— Ты не имеешь, блять, права превращать в свои ебаные игрушки всех, кого тебе заблагорассудится. Если Дэймон настолько мудак, что поступает так, то у тебя-то мозги должны быть? Чем больше вампиров, тем больше убийств и смертей, а люди не идиоты, как бы тебе ни казалось обратное. Рано или поздно, но они всегда понимают, и еда превращается в охотника. Как думаешь, почему вампиров не так много, как должно бы быть, учитывая, что почти все обращенные — такие ж ебанутые на всю голову эгоистичные твари, как ты и мой брат? — Стефан хватает Викки за шкирку, как котенка, и тащит за собой к выходу из школы подальше от Джереми и Елены. — Потому что люди всегда знали, что мы есть, и, как бы это ни казалось им самим же бредом, они подсознательно защищают себя. Кресты, чеснок, вся эта ерунда, которую так любит поп-медиа — это результаты их исследований, результаты их ошибок. Но, спустя череду ошибок, неужели ты думаешь, они не нашли то, что им действительно поможет?
Вик шипит, принюхиваясь. Тягучий запах забивается в ноздри, раздражая нёбо, заставляя глаза слезиться. Она оглядывается, с неприязнью рассматривая пышные клумбы вокруг домов.
— Это вербена, — Сальваторе передергивает плечами и задерживает дыхание, пытаясь не вдыхать тяжелый запах: пусть на Викки растение и оказывает действие сильнее, чем на него самого, находиться здесь все равно сродни добровольной пытке. — В этом районе она растет в каждом дворе, и это не случайно, просто никто из жителей больше не задается вопросом, зачем они продолжают выращивать целые кусты этой дряни. И это только декоративный вариант, а теперь представь, что с тобой будет, если ты наткнешься на лекарственный.
Вместо ответа Донован чувствует тошноту и оседает на землю возле чьего-то забора. Они сбегают оттуда как можно скорей, забираясь в самый центр города, где запахи, шум и свет вымывают из ее сознания мразотный аромат смертоносного для вампира растения. Чуть позже они заказывают по чаю в кофейне, и это очередной урок от Сальваторе. Викки во все глаза смотрит на Стефана, пока чертов чай выжигает ей внутренности.
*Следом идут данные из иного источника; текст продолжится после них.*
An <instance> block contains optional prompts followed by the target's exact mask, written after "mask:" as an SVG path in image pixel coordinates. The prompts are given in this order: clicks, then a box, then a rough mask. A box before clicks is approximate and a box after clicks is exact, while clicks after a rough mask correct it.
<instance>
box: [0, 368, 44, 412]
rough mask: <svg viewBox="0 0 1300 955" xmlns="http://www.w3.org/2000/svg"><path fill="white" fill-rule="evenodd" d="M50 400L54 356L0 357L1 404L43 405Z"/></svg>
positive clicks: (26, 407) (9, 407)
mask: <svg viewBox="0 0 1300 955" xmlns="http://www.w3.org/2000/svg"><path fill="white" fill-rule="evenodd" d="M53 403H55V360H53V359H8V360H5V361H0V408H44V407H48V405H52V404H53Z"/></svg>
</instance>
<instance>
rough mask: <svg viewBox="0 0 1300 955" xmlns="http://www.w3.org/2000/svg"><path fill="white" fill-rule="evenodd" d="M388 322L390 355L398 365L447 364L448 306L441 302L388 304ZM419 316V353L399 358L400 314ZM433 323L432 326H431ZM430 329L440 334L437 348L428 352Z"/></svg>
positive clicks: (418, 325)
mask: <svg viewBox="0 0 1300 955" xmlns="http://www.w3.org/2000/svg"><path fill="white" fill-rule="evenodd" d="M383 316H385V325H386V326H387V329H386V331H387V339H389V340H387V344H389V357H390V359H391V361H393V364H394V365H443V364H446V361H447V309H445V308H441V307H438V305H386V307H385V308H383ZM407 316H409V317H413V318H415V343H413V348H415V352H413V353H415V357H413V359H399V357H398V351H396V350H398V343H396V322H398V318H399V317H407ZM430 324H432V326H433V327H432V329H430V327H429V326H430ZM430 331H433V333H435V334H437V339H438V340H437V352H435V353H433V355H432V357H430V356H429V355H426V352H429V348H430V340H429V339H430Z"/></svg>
— Что это? — говорить не получается, и ей удается только прохрипеть свой вопрос прежде, чем загнуться пополам на глазах у остальных посетителей.
— Лимонный чай, — Стефан брезгливо отодвигает чашку, пытаясь скрыть улыбку при взгляде на Донован, — очень полезен при похмелье, усталости, отравлении.
Вик тошнит и она не понимает, к чему он ведет.
— А этот прекрасный запах чаю придает лимонная вербена.
Если бы у нее было достаточно сил, она бы, пожалуй, свернула ему шею, так Викки думает, пока Сальваторе несет ее на руках, как пьяную школьницу, прочь из кафе.
— Все, что кажется тебе безопасным, все, что кажется тебе жалким по сравнению с новообретенными возможностями, — Стефан жесток в своей правде, от которой ее укрыл Дэймон, и она благодарна ему за это, — может тебя убить. Всегда будь начеку, контролируй каждое свое движение. Только так ты справишься со всем и сможешь жить дальше.
Вик шатает еще несколько часов, и приходится проблеваться гребаным чаем, чтобы избавиться от чертовой вербены, все-таки сумевшей ее отравить. Чай, лимонный чай! Если бы вампиры издавали свой журнал, пожалуй, это стало бы самой смешной новостью в их мире.
Когда она выходит из ванной комнаты, Стефана уже нет в спальне, которую ей отвели в большом доме Сальваторе. Но, словно в насмешку и вечное напоминание, над кроватью висит распятие, а на прикроватной тумбочке стоит горшок с чертовски похожим на вербену растением. Донован принюхивается на всякий случай, чувствуя неприятный спазм в районе желудка.
Прежде чем лечь спать, она сдвигает темные шторы настолько плотно, чтобы ни один чертов луч солнца не смог пробраться сквозь них, но все равно всю ночь ей снится один и тот же кошмар: как она идет по бескрайнему полю, залитому солнечным светом, и сиреневые цветки, касаясь ее оголенной кожи, снова и снова оставляют на ней незатягивающиеся кровоточащие раны.